Personally, this is the first time I’ve really had a solid grasp of the source material before going to see the film. Having played four of the award-winning and critically acclaimed games in the action-adventure-shooter Uncharted series, the idea of seeing this already incredibly cinematic video game portrayed at the cinema had me optimistically curious to see it pulled off.
Serving as a prequel to the game series, Uncharted follows Nathan Drake (Tom Holland), a smart-alec, pick-pocketing and historically intelligent adventurer who is propositioned by Victor Sullivan (Mark Wahlberg), a smooth-talking trouble maker to team up in the pursuit of a long-lost pirate treasure, billions of dollars worth of gold. As they search for a hidden key that is the… key… to unlocking the secrets to the treasure, a formidable opponent also after the same treasure, which just so happens to be a family keepsake, reveals himself in the form of Santiago Moncada (Antonio Banderas). The hunt for the gold becomes a race against the clock, as both sides go on a journey full of insane action, exciting set pieces, a few decent laughs and ultimately, an enjoyable adventure. However, is Uncharted a decent adaptation of the video games it’s based on?
Short answer… not really. While Uncharted embraces its adventure film cliches in a fun way, its failed to capture a lot of the charm and nuance of its source material. This is felt mostly in the performances of Holland and Wahlberg. Holland has embraced the physicality of Nathan Drake by adding a few extra pounds of muscle and performing a lot of his own stunts. But, there is a charisma of the mid-30s video-game Drake that hasn’t meshed with the natural charisma of Holland himself. There’s an element of disbelief that this 20-something kid has the personality of a 30 year old, established treasure hunter. On top of that, Wahlberg is so severely miscast as Sully. There’s been no attempt to hone in on the nuances of Sully as a character, rather Wahlberg just playing the usual ‘every man’ he plays in most of his films. As a fan of the games, it’s noticeably bad, and I would assume even as a movie-goer, it feels uninspired.
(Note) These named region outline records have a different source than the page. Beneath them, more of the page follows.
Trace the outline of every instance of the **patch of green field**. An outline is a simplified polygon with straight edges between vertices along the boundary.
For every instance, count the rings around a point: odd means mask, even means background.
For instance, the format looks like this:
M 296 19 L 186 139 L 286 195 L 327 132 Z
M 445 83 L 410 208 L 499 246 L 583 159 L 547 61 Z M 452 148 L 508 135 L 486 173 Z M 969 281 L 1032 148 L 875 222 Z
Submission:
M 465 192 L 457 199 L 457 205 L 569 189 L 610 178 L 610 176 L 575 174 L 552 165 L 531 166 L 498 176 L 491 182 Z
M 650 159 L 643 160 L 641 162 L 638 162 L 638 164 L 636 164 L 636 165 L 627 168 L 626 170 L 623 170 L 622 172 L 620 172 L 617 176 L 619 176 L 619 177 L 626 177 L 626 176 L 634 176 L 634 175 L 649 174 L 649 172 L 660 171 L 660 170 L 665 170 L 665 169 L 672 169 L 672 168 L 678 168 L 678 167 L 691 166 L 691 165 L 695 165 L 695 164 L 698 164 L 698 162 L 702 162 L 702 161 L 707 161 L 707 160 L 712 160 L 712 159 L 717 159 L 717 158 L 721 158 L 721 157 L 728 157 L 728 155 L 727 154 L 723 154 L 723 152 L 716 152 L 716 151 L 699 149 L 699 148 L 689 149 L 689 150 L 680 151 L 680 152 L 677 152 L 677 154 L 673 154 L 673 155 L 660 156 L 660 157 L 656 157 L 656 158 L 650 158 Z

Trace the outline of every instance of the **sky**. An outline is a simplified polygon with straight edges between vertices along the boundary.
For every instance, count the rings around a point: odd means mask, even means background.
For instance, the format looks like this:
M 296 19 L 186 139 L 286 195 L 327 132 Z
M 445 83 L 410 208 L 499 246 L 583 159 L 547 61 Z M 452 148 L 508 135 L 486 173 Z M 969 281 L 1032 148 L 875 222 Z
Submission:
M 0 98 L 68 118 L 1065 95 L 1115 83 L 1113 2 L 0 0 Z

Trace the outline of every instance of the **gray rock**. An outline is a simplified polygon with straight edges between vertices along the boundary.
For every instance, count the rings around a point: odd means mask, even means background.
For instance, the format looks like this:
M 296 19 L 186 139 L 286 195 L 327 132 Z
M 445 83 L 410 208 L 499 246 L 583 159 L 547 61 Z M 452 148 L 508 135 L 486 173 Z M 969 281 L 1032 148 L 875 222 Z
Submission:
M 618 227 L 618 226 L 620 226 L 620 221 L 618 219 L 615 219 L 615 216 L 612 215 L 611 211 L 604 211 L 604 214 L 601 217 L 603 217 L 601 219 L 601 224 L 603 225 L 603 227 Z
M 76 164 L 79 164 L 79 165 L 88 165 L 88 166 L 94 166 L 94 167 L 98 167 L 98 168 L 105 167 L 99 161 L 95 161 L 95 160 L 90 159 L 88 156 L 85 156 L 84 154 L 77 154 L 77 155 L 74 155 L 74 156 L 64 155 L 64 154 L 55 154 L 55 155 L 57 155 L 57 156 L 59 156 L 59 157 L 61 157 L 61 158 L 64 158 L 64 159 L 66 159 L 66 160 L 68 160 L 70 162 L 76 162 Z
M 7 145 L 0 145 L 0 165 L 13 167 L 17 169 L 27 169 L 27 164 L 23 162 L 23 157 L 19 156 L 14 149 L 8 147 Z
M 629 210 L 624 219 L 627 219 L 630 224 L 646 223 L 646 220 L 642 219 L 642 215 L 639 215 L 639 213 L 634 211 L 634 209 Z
Another aspect the movie has taken liberties with is the games supernatural elements. Most of the games, whose stories deal with pirates, ancient curses and thousands of years old mysterious, are bound to engage in some creepy, supernatural themes, a part of the games that has made them unique. Uncharted unfortunately decides to ditch these elements for a more grounded approach to the treasure hunting adventure. And while this isn’t necessarily something that detracts from the movie itself, it leaves a little more desire in the fan service area.
What Uncharted does do well however, both as an adaptation and just as a fun movie in general, is to go to the next level of insanity with its action set pieces. Blending elements of Indiana Jones with The Fast and the Furious, Uncharted is at its most entertaining when Drake is climbing up detached plane cargo 30,000 feet in the air, or when he is parkouring across the rooftops of Barcelona. Director Ruben Fleischer’s kinetic visual style creates really engaging and tense moments throughout the film.
Uncharted will undoubtedly be a film that critics will call generic, video game fans will call a disappointment, and movie-goers will call a fun adventure film. And to be totally honest, this movie is exactly all three of those things. Its strengths are as noticeable as its weaknesses, but there is no denying that on the surface level, this is an exciting adventure to go on if you don’t mind a bit of mindless fun.